Panic arose between all of us, for a waterfall lay a hundred yards down that separated the two lakes, and in no time we found ourselves in a hormonal storm of emotions. With haste, we violently paddled as hard as our bodies would let us in hopes of reaching the shoreline. In time, we made it. We had no food, no water, and no phone, a hopeless situation at best. The sun grew hotter and the hike back to camp seemed to be a mile’s journey.
We wasted no time to start moving, and once again the ground began to cook our feet like my dad’s grill would cook steaks. Holding the raft above us for shade, we ran down the shoreline of the upper Twin Lake lost and scared. Eventually we came across a nearby trail and it began to take us higher and farther faster, but it soon ended with an abrupt and terrifying edge. We gazed at the water while standing 50 feet above it. It came down to a decision between us, “To jump or not to jump?” we thought. The debate lasted nearly a half hour.
I became impatient. I stood over the edge and prepared myself. The others saw me and quickly began to follow. We counted down from three, but those few seconds lasted an eternity. A sharp pain hit our hearts as they beated furiously. We jumped, all four of us, and as we plummeted down toward earth I could hear the air rush past my ears and I could see myself hitting the water. A constant image in my head.

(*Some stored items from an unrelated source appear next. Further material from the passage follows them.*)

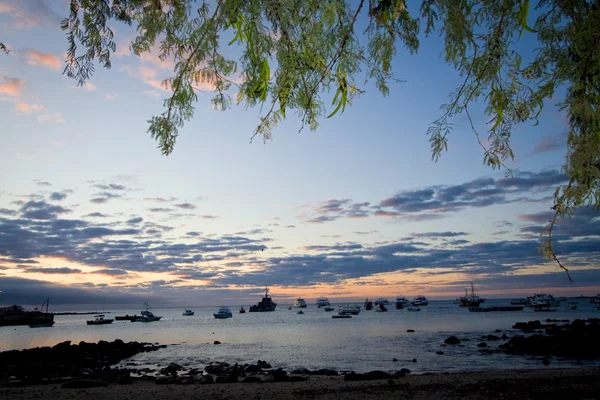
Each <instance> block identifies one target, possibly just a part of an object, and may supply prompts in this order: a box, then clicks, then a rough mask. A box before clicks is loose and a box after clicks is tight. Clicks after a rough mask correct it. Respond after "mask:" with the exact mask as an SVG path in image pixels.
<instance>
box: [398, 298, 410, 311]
mask: <svg viewBox="0 0 600 400" xmlns="http://www.w3.org/2000/svg"><path fill="white" fill-rule="evenodd" d="M408 305H410V303H409V301H408V300H406V297H404V296H398V297H396V310H402V309H403V308H404V307H406V306H408Z"/></svg>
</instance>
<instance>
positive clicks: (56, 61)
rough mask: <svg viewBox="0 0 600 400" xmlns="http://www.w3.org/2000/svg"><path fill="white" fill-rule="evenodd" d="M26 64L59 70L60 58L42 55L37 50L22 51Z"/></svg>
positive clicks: (42, 53) (48, 54)
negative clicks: (35, 65) (26, 61)
mask: <svg viewBox="0 0 600 400" xmlns="http://www.w3.org/2000/svg"><path fill="white" fill-rule="evenodd" d="M22 53H23V54H24V55H25V59H26V61H27V64H29V65H36V66H39V67H46V68H50V69H54V70H58V69H60V65H61V62H60V58H58V57H57V56H55V55H54V54H49V53H42V52H40V51H37V50H23V51H22Z"/></svg>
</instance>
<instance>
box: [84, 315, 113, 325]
mask: <svg viewBox="0 0 600 400" xmlns="http://www.w3.org/2000/svg"><path fill="white" fill-rule="evenodd" d="M113 321H114V319H113V318H104V314H98V315H94V319H92V320H88V321H87V324H88V325H108V324H112V323H113Z"/></svg>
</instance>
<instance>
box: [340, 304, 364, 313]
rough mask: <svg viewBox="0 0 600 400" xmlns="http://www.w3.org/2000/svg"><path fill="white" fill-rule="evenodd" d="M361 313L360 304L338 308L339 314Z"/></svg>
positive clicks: (340, 307) (347, 305)
mask: <svg viewBox="0 0 600 400" xmlns="http://www.w3.org/2000/svg"><path fill="white" fill-rule="evenodd" d="M358 314H360V306H357V305H348V304H346V305H343V306H341V307H340V308H339V309H338V315H358Z"/></svg>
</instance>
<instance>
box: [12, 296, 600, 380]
mask: <svg viewBox="0 0 600 400" xmlns="http://www.w3.org/2000/svg"><path fill="white" fill-rule="evenodd" d="M571 301H573V300H571ZM506 304H508V301H506V300H504V301H503V300H488V301H487V302H486V303H485V304H484V306H486V307H490V306H494V305H506ZM334 306H335V305H334ZM557 308H558V310H559V311H557V312H547V313H546V312H542V313H540V312H533V311H532V310H530V309H527V308H526V309H525V310H523V311H521V312H491V313H471V312H469V311H468V309H467V308H461V307H458V306H457V305H456V304H453V302H452V301H432V302H430V305H429V306H425V307H421V312H408V311H407V310H406V309H404V310H395V309H394V305H393V304H391V305H390V306H388V310H389V311H388V312H387V313H378V312H374V311H366V312H363V313H361V314H360V315H358V316H353V318H351V319H332V318H331V316H332V315H333V314H334V313H335V311H334V312H325V311H324V310H323V309H318V308H317V307H316V306H315V305H309V306H308V308H306V309H304V314H303V315H298V314H296V310H295V309H294V310H291V311H290V310H288V309H287V308H286V307H279V308H278V309H277V310H276V311H275V312H271V313H248V312H247V313H245V314H238V313H237V310H238V309H237V307H232V308H231V309H232V312H233V313H234V314H233V318H230V319H224V320H219V319H215V318H214V317H213V316H212V313H213V312H216V311H217V308H214V307H211V308H207V307H197V308H193V309H194V311H195V312H196V313H195V315H194V316H189V317H184V316H182V315H181V313H182V312H183V307H182V308H180V309H179V308H178V309H159V308H156V309H155V314H156V315H162V316H163V318H162V319H161V320H160V321H158V322H152V323H135V322H128V321H115V322H114V323H112V324H111V325H101V326H88V325H86V322H85V321H86V320H88V319H92V316H91V315H69V316H60V315H59V316H56V317H55V321H56V323H55V325H54V326H53V327H52V328H38V329H31V328H28V327H26V326H23V327H0V350H9V349H23V348H30V347H36V346H52V345H55V344H56V343H59V342H62V341H65V340H71V341H72V342H73V343H78V342H80V341H86V342H97V341H99V340H107V341H112V340H115V339H122V340H124V341H133V340H135V341H141V342H152V343H160V344H168V345H170V346H167V348H165V349H161V350H159V351H156V352H150V353H142V354H138V355H136V356H134V357H132V358H131V359H129V360H127V361H124V362H123V363H122V364H125V363H131V362H134V363H135V364H136V365H138V366H140V367H146V366H149V367H156V366H157V365H158V364H160V365H166V364H168V363H170V362H177V363H179V364H181V365H190V366H194V367H201V366H203V365H205V364H207V363H210V362H214V361H226V362H229V363H232V362H238V363H254V362H256V361H257V360H258V359H261V360H266V361H269V362H270V363H271V364H272V365H273V366H274V367H283V368H284V369H288V370H289V369H293V368H298V367H306V368H309V369H317V368H332V369H336V370H340V371H342V370H355V371H366V370H373V369H383V370H397V369H400V368H402V367H408V368H410V369H411V370H413V371H420V372H424V371H439V370H477V369H495V368H533V367H535V368H537V367H540V365H541V362H540V359H539V358H531V357H519V356H509V355H504V354H493V355H482V354H480V353H479V352H478V351H477V350H478V348H477V344H478V343H480V342H481V339H480V337H481V336H482V335H488V334H496V335H497V336H500V335H501V334H502V333H499V332H495V331H496V330H497V329H500V330H501V331H502V332H507V333H508V335H509V336H511V333H510V331H511V330H512V328H511V327H512V325H514V323H515V322H517V321H530V320H536V319H539V320H542V321H544V320H545V319H546V318H552V319H569V320H571V321H572V320H574V319H577V318H592V317H600V312H599V311H596V310H594V309H593V307H592V305H591V304H590V303H589V300H587V299H581V300H579V301H578V309H577V310H568V309H567V302H564V303H563V305H562V306H561V307H557ZM136 312H137V313H138V314H139V310H115V311H111V313H110V314H107V317H111V318H114V316H116V315H124V314H130V315H131V314H134V313H136ZM407 329H413V330H415V332H414V333H408V332H406V331H407ZM450 335H456V336H458V337H459V338H463V339H464V338H467V339H470V340H469V341H465V342H463V343H462V344H461V345H459V346H441V344H442V343H443V341H444V339H445V338H446V337H448V336H450ZM215 340H219V341H220V342H221V343H222V344H221V345H214V344H213V342H214V341H215ZM501 343H503V341H498V342H488V345H489V346H490V347H491V348H494V347H496V346H497V345H498V344H501ZM440 350H441V351H443V352H444V353H445V354H444V355H438V354H436V352H437V351H440ZM394 358H396V359H397V360H398V361H393V359H394ZM413 359H416V360H417V361H416V362H412V360H413ZM596 364H597V363H591V362H586V363H582V362H575V361H567V360H562V361H561V360H558V359H554V360H552V364H551V365H552V366H553V367H571V366H579V365H596Z"/></svg>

We shot through the lake like bullets, and I wasted not a single second to swim to shore. What went through my head cannot be explained. I was in a state of being where I had no recognition of what had happened in the last 30 seconds. Nature had taken its toll on my mind, and I couldn’t help but feel scared about my actions. We all ran to the campsite for salvation. When I saw my sister, she had no look of worry or distress about us, and the first and only words she said were “Did you boys have fun?” With the experience gone, I realized that rafting with no experience whatsoever is quite possibly one of the most exciting, painful, and idiotic things one could ever do.